A sec d’idées pour retrouver Delphine/Alexandra, je décide de passer la soirée au bar où tout à commencé. Je lorgne les consommateurs quand le souvenir me revient de Rachel, qui avait une intéressante propension à distribuer son numéro de téléphone. Elle a eu celui de la femme aux cheveux rouges. Peut-être ont-elles été en contact, peut-être même pourrait-elle me dire où trouver la diabolique femme de ménage. Il est un peu plus de vingt et une heures, avec un peu de chance, elle répondra à mon appel.

– Bonjour, vous êtes en contact avec le répondeur de Rachel, laissez un message après le bip.
– Bonjour Rachel, mon nom est Léo… On ne se connait pas, mais vous avez eu la … gentillesse… de me laisser votre numéro de téléphone lorsque nous nous sommes croisés dans un bar, il y a quelques jours. Pouvez-vous me rappeler, s’il vous plait ? J’aurais plaisir à vous revoir.
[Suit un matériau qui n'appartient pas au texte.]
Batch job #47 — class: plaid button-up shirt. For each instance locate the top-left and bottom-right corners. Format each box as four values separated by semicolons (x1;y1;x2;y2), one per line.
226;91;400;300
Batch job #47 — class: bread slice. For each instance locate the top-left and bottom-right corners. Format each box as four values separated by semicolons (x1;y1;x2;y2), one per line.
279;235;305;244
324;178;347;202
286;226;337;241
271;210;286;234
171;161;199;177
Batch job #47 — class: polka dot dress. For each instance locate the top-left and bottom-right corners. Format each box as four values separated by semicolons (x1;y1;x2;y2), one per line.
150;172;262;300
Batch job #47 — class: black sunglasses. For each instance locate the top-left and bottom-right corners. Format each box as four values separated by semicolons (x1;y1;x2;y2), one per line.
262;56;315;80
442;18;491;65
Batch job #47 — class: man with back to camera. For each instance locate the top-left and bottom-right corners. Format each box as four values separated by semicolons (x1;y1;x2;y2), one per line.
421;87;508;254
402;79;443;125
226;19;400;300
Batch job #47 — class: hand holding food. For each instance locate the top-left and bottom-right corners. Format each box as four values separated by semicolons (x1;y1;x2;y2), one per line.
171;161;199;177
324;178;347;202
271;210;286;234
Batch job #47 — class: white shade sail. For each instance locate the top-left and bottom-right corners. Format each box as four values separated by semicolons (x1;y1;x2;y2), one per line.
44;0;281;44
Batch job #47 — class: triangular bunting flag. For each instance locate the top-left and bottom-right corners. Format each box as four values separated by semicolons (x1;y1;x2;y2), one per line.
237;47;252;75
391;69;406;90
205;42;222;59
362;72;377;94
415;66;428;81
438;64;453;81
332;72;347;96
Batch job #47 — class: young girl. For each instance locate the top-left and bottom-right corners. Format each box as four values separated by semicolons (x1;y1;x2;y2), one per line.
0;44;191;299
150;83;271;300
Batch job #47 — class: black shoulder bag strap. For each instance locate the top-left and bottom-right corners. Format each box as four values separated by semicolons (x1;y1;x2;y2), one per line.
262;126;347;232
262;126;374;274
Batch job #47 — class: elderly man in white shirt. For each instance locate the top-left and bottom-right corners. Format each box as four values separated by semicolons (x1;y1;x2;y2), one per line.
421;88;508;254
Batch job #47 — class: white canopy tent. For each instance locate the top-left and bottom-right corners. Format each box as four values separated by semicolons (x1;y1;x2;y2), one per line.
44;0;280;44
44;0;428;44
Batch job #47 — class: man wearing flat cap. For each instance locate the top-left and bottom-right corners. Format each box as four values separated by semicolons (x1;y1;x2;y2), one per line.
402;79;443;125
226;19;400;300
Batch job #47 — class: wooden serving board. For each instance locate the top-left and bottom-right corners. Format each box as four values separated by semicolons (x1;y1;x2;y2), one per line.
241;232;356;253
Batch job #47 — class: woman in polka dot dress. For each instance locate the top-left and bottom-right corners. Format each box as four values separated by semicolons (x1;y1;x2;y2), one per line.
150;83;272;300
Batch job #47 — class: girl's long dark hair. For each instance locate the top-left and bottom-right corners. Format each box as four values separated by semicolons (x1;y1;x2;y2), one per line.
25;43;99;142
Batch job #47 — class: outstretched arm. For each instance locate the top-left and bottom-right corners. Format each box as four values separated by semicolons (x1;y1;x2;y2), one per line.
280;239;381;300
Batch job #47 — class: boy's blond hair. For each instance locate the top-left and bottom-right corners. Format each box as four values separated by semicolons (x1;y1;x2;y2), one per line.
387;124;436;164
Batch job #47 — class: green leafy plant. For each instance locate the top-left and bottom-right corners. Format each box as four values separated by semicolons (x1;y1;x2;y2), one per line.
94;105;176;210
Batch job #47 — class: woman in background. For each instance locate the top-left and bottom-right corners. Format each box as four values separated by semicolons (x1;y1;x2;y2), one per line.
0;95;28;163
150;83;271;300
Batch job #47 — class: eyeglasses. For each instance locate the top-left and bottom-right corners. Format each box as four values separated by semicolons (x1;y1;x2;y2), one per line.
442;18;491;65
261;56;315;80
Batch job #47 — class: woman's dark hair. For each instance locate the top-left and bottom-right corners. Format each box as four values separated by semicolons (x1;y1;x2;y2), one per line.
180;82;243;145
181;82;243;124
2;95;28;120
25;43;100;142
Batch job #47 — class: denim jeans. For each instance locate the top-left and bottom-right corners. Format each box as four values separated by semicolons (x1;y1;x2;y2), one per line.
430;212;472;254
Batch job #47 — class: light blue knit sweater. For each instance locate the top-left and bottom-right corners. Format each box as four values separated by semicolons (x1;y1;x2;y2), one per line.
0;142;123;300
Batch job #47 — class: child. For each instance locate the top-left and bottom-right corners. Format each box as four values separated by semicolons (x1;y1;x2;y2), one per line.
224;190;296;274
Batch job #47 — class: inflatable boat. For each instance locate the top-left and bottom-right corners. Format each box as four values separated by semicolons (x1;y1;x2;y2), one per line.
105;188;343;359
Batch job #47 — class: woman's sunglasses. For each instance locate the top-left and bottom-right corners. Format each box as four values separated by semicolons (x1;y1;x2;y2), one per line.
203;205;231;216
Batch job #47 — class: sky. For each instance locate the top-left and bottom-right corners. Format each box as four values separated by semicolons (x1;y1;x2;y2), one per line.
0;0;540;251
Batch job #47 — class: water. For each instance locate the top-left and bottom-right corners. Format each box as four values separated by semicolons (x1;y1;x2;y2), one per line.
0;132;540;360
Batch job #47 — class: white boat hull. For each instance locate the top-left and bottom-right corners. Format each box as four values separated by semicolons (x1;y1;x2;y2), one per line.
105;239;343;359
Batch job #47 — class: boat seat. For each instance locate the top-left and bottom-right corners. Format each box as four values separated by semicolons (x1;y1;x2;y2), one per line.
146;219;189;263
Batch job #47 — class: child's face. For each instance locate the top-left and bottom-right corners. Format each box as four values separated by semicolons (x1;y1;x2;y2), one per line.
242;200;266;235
Ce n’est pas tout à fait vrai, mais je n’allais pas lui parler de Delphine, et dans l’absolu, autant joindre l’utile à l’agréable, après tout, elle est sans doute une compagne sympathique pour une soirée. Je n’ai pas à attendre longtemps, je suis en train de me rincer l’œil sur un groupe de jeunes femmes qui fêtent un anniversaire quand la sonnerie de mon portable me sort d’une rêverie d’où l’innocence est absente.

– Bonjour, c’est Rachel

Le ton est enjoué, la voix un peu trop travaillée à mon goût. Elle n’est pas longue à se décider à me retrouver au bar. Quand elle arrive, je suis devant un croque-monsieur et l’invite à me joindre dans mon dîner. Si mon offre la surprend, elle n’en laisse rien paraître et commande une omelette. Quand elle croise les jambes haut, sa jupe glisse un peu, révélant une cuisse fine et musclée.